Feed thru may work but I think that also would depend on neighbor and how close they are. 

I am not sure but I don't think fly fly really far. 

I had great luck with those hanging ones that are hard plastic. Also tried a plastic bag kind (wish I could remember the brand the label claimed it was the best) it didn't work at all.


----------



## NeedONEmore (Feb 26, 2011)

My brother turned me on to a fly/sweat bee trap sold at Lowes, a plastic bag hanging/Bait type trap. Name is RESCUE $5.99. I bought 2 one for the barn and one in the yard. They really work. :leap: 

I tried another type that cost $6.99 and it didn't work too well, caught 6 fly's at about a buck per fly. :veryangry:


----------



## Burns Branch Boers (Apr 11, 2011)

I gave alot of thought to what I would use this summer. I wanted something natural for the goats and I have always used phyranah fly spray for my horses and it works excellent--but I was scared to use that on the goats. 
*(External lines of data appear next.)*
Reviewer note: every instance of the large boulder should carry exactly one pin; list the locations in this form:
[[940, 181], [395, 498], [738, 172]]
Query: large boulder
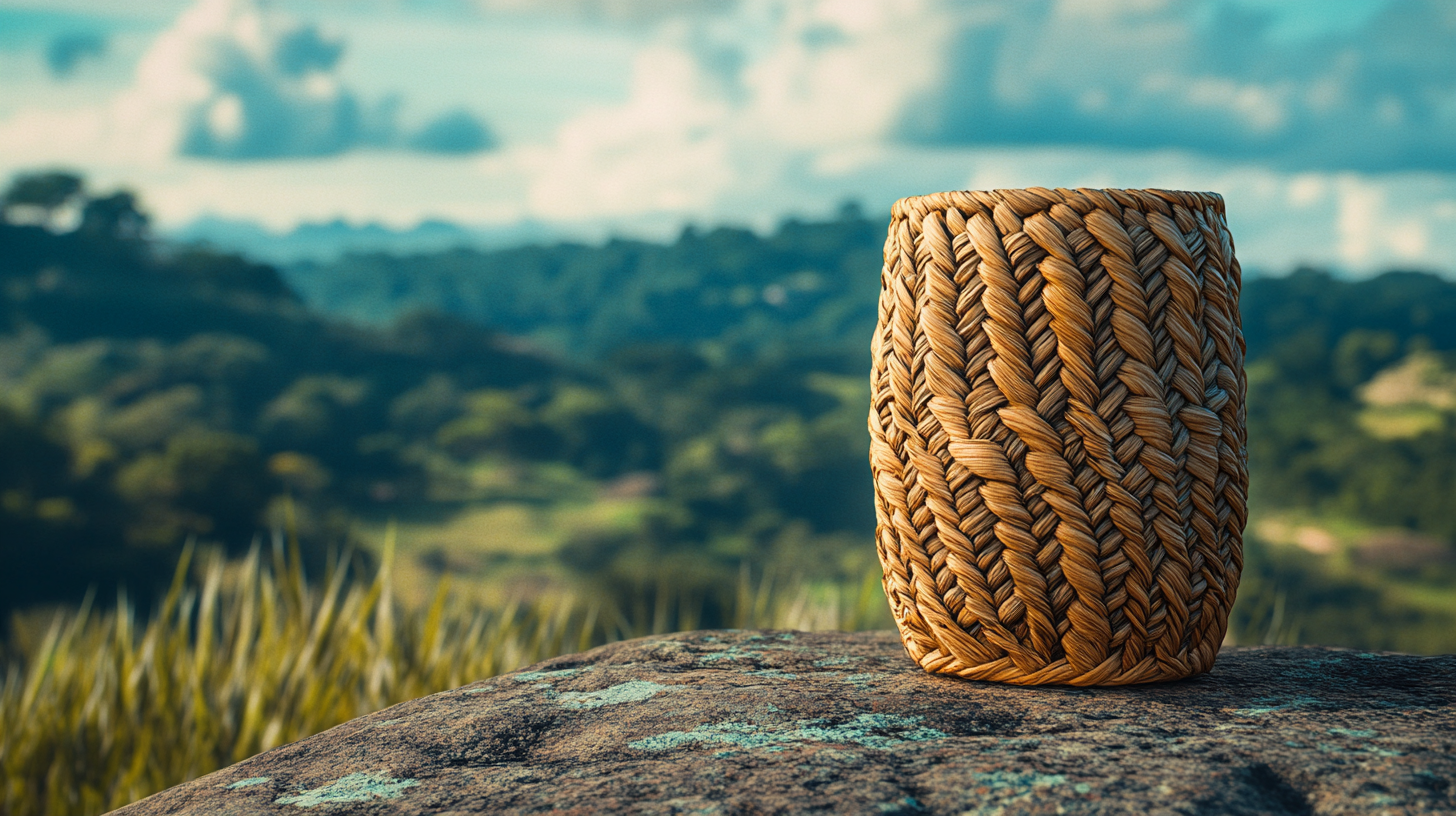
[[738, 722]]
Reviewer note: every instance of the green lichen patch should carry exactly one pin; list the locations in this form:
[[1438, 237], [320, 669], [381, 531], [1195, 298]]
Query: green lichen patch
[[355, 787], [1274, 704], [548, 676], [249, 783], [631, 691], [869, 730], [1006, 791], [1357, 733]]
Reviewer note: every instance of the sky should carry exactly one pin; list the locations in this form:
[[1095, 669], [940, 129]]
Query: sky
[[1328, 126]]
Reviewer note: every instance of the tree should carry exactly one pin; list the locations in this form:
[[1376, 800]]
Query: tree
[[114, 216], [37, 197]]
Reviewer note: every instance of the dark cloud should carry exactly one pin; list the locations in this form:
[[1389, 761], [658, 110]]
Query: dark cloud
[[457, 131], [1213, 79], [67, 51], [305, 50]]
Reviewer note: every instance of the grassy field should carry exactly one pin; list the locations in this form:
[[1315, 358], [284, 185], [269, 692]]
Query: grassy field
[[99, 708]]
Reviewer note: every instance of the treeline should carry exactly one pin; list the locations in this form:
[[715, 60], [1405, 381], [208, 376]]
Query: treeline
[[155, 394]]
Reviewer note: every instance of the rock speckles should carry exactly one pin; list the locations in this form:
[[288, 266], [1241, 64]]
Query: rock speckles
[[728, 723]]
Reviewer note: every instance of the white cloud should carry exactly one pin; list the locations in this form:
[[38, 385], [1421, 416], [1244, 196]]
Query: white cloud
[[741, 104], [230, 79], [749, 111]]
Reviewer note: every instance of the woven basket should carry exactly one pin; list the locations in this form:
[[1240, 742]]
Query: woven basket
[[1057, 433]]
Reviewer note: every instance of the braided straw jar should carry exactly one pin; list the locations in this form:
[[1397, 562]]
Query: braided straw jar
[[1057, 433]]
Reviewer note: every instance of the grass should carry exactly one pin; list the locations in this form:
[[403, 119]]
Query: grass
[[99, 708], [246, 656]]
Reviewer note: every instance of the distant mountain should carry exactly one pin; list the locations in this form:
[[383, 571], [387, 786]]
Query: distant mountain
[[332, 239]]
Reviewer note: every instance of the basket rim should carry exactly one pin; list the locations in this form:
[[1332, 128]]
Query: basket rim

I tried skin so soft on them--ok but not strong enough. 

I finally ordered the herbal "shoo fly" from Molly 's Herbals. It works excellent for my goats and I even put it on our LGD. 

Then I spray the phyranah around the paddocks and in the stalls when the goats are out in the pasture. 

We have had virtually NO flies for 2 weeks now! I love it :leap:


----------



## freedomstarfarm (Mar 25, 2011)

Burns do you have little gnats there? how does the herbal work for them?


----------